In Khyber Pakhtunkhwa and Balochistan, where groups such as the Tehrik-i-Taliban Pakistan (TTP) and Baloch separatist factions remain active, attacks surged, with suicide bombings and assaults on security convoys causing dozens of deaths and injuries. Every incident reinforces a deeply held fear that external manipulation, combined with internal fragility, leaves ordinary Pakistanis dangerously exposed.
India has rejected Islamabad’s allegations, as it has done in the past. But such denials do not negate the seriousness of the concerns being raised, nor the wider regional implications. World leaders and multilateral institutions condemned the mosque bombing unequivocally, offering solidarity with Pakistan and pledging cooperation against extremism. Pakistan has seized on this global support to argue that all facilitators of terrorism must be held accountable. At the same time, it recognises that this support comes with expectations of credible investigation, prosecution, and reform at home. Pakistan is justified in demanding action against any foreign-sponsored militancy. At the expense of sounding repetitive, these pages urge the authorities to take all relevant evidence to international forums and pursue the matter through verifiable legal and diplomatic channels.
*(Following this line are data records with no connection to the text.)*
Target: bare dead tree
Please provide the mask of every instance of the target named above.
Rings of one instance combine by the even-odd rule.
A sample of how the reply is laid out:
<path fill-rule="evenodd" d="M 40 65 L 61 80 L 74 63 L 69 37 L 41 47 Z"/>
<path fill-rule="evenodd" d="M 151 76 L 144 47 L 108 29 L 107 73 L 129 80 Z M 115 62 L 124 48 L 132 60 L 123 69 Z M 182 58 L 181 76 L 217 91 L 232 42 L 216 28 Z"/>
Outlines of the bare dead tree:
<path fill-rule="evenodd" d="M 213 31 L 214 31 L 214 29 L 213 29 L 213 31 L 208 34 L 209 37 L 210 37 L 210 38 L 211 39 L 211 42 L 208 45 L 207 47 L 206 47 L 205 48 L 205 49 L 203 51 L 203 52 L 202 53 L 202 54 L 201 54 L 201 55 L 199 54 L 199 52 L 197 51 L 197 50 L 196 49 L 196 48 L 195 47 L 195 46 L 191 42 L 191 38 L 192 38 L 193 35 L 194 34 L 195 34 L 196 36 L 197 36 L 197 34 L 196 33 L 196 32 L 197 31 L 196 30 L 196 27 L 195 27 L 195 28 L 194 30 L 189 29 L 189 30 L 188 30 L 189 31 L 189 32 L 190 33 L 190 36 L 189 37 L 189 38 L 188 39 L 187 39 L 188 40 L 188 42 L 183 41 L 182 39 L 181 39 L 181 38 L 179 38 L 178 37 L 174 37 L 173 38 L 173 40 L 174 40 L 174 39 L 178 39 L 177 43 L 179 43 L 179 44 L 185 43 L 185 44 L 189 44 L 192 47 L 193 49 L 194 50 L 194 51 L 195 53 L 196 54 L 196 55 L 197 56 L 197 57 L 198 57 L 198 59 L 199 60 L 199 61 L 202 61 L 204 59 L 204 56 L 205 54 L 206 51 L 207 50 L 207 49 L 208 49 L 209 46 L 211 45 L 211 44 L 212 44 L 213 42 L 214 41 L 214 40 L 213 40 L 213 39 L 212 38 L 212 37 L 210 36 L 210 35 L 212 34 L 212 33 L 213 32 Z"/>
It goes without saying that Islamabad cannot afford to ignore its own vulnerabilities. Strengthening intelligence coordination, securing soft targets, improving prosecutions, and rebuilding social cohesion are as essential as border defence. Importantly, Pakistan agreed to the 2025 ceasefire on the understanding that structured dialogue with India would follow. Even voices within India, including Congress leader Shashi Tharoor, have argued that refusing engagement with one’s neighbour indefinitely cannot be a sustainable policy. That opening should not be squandered, because in a nuclearised region, the cost of missed diplomacy is always higher than the price of difficult dialogue.